那個年代,農民嘛,都是在家種田種地,大家都窮,但至少不會餓著,日子也算是衣食無憂。

可是最近,鄉親們晚上出去,總是能看到有一個人影在田裡遊蕩,以為是誰在田裡忙什麼呢!可走近一看,被嚇個半死,這不是已經死了的阿芳嗎?大家是嚇的是屁滾尿流。很多人看見了,現在晚上是都不敢出門,可是有一個人,不僅敢出門,還專門去找她。

事情還得從頭說起,阿芳一輩子勤勤懇懇,從來不會跟人發生爭吵,就算是在家受了委屈,也只是含淚忍下,誰都說大魁找了個好媳婦,像他這樣的人就應該單身一輩子。

怎麼呢?大魁一聽這個名字,以為他是威武魁拔,其實大魁不僅長得一般,也不高,甚至矮小,只有一米六左右。還好吃懶做,三天打魚兩天曬網,做什麼事情都拖拖拉拉,能不幹,就不幹。

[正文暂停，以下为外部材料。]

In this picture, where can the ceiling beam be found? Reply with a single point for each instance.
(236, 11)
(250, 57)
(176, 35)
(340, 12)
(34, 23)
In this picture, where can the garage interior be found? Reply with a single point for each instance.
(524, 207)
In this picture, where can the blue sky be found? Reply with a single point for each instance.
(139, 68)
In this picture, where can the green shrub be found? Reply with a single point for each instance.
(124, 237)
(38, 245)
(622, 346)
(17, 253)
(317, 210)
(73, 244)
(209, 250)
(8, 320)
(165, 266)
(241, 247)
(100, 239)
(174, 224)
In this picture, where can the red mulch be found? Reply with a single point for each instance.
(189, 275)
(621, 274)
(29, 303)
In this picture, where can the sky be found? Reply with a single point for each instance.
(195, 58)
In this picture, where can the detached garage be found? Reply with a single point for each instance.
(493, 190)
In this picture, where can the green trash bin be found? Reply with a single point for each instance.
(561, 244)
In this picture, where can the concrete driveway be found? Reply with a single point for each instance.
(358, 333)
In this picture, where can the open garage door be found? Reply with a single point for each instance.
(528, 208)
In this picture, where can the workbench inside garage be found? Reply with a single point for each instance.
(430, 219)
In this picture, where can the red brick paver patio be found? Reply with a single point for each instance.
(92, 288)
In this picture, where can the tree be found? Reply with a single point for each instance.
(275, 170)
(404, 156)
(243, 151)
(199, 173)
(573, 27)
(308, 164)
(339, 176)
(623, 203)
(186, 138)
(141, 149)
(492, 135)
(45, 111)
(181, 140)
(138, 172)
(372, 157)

你看別人家的種田,都插秧了,他還沒有犁地,別人家水稻熟了都在收割,他說,“不急,不急,明天再幹。”

那麼說他忙什麼呢?他確實忙,他忙著打牌,忙著賭錢呢!他還嗜賭,整天就是想著在那弄點錢,然後去玩兩把。

你說就這麼個玩意兒他居然還經過媒人的介紹還討到了老婆,簡直就是祖上冒青煙,實在讓人意想不到。

阿芳自從嫁給了大魁,可算是好日子沒個盼頭了,家裡一切事物全靠阿芳一個人操持,每天是起早貪黑,比男人還能幹。

兩人結婚不久也生下了一個女兒,這也是阿芳每天累死累活的唯一信仰,就是為了把女兒培養成人。

可是世事無常,正所謂麻繩專挑細處斷,厄運專找苦命人吶。這麼一個苦命的家庭,阿芳的女兒小丫,居然在八歲的時候突然高燒不退肚子疼。來了鎮上衛生所打針吃藥是一點用都沒有。結果去縣城醫院一查,居然查出來了肝血管瘤。

對於這樣的家庭來說,猶如晴天霹靂一道雷,直擊風中朽木,要你老命啊!查出以後阿芳整天是以淚洗面,真是恨自己無能,恨命運多舛。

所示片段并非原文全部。